Select Classification or Regression mode.
Paste your actual values and predicted outputs in matching order.
For classification, add probabilities to evaluate ranking and calibration metrics.
Set the positive label and decision threshold for binary classification.
For regression, enter the predictor count if you want adjusted R squared.
Click Calculate Metrics to show results above the form.
Review the table and chart, then export the summary as CSV or PDF.

FAQs

1. What does this calculator measure?

It evaluates binary classification and regression models. You can measure discrimination, calibration-sensitive loss, residual error, fit quality, and prediction bias from pasted datasets.

2. Can I use probabilities without predicted labels?

Yes. Leave predicted class labels empty, provide positive probabilities, and set a threshold. The tool will derive predicted classes and still calculate ROC AUC, log loss, and Brier score.

3. Is this calculator suitable for multiclass tasks?

This version is optimized for binary classification. Multiclass data should be converted into one-vs-rest views or evaluated with a separate macro and micro averaging workflow.

4. When should I trust accuracy less?

Accuracy can mislead when classes are imbalanced. In those cases, use precision, recall, specificity, balanced accuracy, MCC, and probability-based scores for a fuller picture.
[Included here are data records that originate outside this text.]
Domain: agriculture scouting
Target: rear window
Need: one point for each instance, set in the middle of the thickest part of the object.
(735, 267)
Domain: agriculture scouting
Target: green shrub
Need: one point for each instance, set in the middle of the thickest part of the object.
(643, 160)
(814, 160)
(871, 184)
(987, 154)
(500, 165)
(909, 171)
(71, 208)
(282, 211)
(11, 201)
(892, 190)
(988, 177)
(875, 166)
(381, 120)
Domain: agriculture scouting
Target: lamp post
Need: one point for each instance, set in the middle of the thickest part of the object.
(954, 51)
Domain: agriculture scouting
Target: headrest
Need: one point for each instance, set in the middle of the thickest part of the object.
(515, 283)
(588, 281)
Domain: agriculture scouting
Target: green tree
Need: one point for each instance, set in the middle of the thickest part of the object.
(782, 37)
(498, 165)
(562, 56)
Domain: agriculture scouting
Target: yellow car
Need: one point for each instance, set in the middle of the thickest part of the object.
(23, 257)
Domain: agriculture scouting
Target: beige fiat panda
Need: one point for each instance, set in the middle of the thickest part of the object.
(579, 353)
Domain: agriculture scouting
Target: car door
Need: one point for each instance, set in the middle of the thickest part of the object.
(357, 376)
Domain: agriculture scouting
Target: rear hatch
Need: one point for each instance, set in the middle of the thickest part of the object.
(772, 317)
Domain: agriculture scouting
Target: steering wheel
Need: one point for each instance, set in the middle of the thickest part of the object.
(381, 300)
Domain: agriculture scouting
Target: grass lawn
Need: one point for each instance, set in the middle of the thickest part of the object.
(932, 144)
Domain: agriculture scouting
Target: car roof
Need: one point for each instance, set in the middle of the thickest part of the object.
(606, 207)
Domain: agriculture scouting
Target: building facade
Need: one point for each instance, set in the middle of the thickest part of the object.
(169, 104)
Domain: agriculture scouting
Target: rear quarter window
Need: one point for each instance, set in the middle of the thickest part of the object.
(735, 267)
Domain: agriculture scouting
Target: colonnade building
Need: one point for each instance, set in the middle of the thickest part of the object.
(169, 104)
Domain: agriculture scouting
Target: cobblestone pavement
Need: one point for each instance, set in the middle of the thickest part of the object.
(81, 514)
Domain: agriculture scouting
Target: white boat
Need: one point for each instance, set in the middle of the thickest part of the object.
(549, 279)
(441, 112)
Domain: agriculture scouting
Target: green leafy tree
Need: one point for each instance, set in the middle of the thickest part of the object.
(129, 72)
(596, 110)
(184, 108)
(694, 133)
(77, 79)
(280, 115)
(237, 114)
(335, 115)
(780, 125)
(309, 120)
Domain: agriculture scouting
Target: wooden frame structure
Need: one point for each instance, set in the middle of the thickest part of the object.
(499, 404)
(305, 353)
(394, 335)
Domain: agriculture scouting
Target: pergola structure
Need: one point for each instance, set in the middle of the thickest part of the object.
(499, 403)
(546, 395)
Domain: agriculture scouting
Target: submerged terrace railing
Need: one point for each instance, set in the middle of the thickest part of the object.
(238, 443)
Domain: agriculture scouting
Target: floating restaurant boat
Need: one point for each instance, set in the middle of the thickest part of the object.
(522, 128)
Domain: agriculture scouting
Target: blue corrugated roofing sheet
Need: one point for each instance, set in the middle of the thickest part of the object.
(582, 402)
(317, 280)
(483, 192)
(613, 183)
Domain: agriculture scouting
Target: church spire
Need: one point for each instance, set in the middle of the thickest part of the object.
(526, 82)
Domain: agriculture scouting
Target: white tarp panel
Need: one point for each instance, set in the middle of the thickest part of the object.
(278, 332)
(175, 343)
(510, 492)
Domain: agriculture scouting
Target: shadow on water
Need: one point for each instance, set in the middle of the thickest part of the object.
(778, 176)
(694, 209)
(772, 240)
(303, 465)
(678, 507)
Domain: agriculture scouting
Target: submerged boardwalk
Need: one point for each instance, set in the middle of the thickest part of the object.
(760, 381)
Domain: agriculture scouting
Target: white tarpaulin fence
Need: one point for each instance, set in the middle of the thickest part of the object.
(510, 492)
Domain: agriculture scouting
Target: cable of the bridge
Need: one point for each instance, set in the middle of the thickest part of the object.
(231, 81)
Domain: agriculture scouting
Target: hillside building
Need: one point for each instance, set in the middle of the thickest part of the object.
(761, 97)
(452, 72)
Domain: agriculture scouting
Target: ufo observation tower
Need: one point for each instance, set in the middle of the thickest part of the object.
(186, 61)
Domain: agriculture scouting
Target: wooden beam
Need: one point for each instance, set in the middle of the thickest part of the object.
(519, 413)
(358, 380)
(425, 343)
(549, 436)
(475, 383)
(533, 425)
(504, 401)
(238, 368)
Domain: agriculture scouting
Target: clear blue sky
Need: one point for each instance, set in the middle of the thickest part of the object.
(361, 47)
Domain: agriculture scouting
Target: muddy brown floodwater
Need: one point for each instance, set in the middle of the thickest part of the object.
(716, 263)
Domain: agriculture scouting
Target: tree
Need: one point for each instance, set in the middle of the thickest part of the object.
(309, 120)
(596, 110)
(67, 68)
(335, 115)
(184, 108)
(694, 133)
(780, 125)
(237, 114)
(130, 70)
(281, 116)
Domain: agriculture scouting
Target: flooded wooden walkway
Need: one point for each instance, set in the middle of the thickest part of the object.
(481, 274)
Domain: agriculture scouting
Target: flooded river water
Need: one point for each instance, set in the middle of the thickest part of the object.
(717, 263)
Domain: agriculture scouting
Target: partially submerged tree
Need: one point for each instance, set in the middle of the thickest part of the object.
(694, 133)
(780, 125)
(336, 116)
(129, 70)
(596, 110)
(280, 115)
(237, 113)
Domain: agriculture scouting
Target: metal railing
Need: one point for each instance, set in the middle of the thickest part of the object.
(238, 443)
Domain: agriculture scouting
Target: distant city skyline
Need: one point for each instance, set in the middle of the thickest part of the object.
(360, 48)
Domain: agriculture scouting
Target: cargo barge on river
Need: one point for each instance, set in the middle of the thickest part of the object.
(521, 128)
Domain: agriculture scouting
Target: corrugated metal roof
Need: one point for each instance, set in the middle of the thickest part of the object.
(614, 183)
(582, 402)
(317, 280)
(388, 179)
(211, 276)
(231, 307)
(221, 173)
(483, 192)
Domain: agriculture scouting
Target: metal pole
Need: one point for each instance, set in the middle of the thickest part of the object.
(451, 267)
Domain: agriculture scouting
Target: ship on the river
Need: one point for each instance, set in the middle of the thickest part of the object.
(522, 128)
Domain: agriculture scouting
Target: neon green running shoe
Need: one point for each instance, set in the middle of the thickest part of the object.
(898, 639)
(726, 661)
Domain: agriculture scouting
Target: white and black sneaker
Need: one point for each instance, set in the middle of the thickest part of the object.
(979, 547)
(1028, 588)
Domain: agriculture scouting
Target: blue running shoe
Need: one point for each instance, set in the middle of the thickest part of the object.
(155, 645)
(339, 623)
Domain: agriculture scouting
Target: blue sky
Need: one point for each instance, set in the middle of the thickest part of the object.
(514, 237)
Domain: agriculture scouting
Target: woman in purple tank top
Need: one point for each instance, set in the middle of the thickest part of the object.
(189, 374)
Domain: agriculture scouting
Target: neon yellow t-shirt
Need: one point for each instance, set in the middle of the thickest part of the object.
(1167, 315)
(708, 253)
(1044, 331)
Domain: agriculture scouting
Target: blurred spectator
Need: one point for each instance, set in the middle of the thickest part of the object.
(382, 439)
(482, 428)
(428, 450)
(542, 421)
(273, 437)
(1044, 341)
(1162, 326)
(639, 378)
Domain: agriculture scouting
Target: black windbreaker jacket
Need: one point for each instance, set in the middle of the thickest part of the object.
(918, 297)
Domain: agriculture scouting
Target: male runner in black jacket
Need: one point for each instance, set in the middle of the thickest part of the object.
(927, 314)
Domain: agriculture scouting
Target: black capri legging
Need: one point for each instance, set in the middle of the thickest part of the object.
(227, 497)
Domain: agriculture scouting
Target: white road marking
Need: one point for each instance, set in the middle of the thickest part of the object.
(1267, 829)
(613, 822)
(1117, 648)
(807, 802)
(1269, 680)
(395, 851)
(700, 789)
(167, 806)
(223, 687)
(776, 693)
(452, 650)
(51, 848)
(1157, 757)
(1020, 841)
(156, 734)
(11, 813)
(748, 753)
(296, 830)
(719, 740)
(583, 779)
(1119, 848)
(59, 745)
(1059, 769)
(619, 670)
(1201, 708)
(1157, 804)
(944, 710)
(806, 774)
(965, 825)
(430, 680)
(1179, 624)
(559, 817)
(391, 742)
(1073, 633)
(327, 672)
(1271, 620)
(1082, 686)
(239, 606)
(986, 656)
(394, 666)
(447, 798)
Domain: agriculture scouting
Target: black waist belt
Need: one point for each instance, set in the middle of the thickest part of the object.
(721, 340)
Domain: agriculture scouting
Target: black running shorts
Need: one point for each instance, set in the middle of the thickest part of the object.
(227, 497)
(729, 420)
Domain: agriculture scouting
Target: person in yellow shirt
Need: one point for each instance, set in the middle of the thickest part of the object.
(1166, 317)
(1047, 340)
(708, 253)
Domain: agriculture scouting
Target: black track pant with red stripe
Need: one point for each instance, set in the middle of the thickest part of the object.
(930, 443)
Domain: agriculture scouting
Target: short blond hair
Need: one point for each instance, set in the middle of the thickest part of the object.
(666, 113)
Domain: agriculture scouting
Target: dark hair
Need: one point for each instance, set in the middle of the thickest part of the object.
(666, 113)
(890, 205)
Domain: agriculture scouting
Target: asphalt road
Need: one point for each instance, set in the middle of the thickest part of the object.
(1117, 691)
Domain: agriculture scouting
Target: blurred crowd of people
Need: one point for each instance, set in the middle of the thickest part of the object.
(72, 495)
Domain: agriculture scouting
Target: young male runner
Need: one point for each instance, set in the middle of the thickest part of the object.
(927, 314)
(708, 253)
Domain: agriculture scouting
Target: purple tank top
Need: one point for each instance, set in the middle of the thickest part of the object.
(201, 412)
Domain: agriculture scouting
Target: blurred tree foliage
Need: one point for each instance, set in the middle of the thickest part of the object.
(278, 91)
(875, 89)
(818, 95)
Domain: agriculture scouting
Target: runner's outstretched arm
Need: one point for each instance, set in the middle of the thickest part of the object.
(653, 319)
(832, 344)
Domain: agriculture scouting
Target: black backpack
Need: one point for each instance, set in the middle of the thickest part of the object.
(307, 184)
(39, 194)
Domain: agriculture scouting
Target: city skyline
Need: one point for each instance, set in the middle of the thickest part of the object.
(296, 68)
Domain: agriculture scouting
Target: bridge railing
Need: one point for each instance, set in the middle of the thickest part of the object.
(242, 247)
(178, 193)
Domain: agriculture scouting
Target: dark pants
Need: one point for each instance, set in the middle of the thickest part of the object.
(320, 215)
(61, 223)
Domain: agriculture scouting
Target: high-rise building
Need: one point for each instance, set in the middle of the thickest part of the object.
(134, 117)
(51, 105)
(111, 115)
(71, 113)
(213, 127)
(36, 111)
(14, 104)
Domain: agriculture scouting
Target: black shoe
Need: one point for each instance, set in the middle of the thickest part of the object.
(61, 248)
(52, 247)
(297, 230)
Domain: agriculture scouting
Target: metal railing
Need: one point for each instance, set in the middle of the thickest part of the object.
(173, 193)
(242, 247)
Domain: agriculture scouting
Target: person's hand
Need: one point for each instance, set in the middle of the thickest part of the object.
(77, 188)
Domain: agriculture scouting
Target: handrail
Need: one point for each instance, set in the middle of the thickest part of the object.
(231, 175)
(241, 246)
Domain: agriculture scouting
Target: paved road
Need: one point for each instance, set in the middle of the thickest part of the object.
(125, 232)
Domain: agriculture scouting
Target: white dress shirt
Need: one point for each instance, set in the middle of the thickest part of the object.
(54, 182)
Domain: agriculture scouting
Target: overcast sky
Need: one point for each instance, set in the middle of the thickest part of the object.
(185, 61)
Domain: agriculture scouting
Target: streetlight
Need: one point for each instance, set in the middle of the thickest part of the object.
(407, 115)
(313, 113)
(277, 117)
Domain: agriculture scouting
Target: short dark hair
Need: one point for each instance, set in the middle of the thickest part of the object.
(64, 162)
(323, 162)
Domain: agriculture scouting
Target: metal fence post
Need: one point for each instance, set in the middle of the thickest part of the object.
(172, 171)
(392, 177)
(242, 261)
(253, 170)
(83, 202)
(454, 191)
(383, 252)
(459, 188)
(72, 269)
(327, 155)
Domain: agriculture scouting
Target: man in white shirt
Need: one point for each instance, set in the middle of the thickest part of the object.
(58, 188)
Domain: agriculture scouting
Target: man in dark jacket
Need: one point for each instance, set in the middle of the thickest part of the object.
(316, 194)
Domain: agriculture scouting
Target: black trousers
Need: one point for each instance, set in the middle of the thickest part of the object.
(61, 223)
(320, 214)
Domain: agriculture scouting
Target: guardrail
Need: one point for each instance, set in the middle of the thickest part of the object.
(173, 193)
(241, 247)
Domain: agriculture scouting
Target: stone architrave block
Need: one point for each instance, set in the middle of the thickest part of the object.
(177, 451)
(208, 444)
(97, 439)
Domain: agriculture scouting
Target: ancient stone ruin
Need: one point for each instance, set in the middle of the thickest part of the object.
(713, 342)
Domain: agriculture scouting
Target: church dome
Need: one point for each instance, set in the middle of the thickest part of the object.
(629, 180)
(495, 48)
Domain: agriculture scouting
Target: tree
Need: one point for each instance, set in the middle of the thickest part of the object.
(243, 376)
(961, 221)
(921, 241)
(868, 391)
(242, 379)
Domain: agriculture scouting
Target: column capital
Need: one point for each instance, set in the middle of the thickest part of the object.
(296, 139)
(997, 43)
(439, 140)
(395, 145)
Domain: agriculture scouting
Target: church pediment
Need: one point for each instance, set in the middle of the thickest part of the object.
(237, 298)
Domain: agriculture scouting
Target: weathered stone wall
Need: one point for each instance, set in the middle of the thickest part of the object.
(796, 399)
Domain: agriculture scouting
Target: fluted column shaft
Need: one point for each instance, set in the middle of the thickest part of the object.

5. Why does adjusted R squared need predictor count?

Adjusted R squared penalizes unnecessary complexity. It uses the number of predictors so you can compare models with different feature counts more fairly.

6. What if my actual values include zeros?

MAPE becomes unstable around zero. The calculator skips zero actual values for MAPE, while RMSE, MAE, bias, and sMAPE still help you assess performance.

7. Which metric is best for comparing classifiers?

No single metric is always best. Use F1 for balance, MCC for robust class comparison, ROC AUC for ranking quality, and log loss for probability quality.

8. Why export the results?

Exports help with reporting, audit trails, model reviews, and team sharing. They also make it easier to document validation decisions across experiments and deployment checks.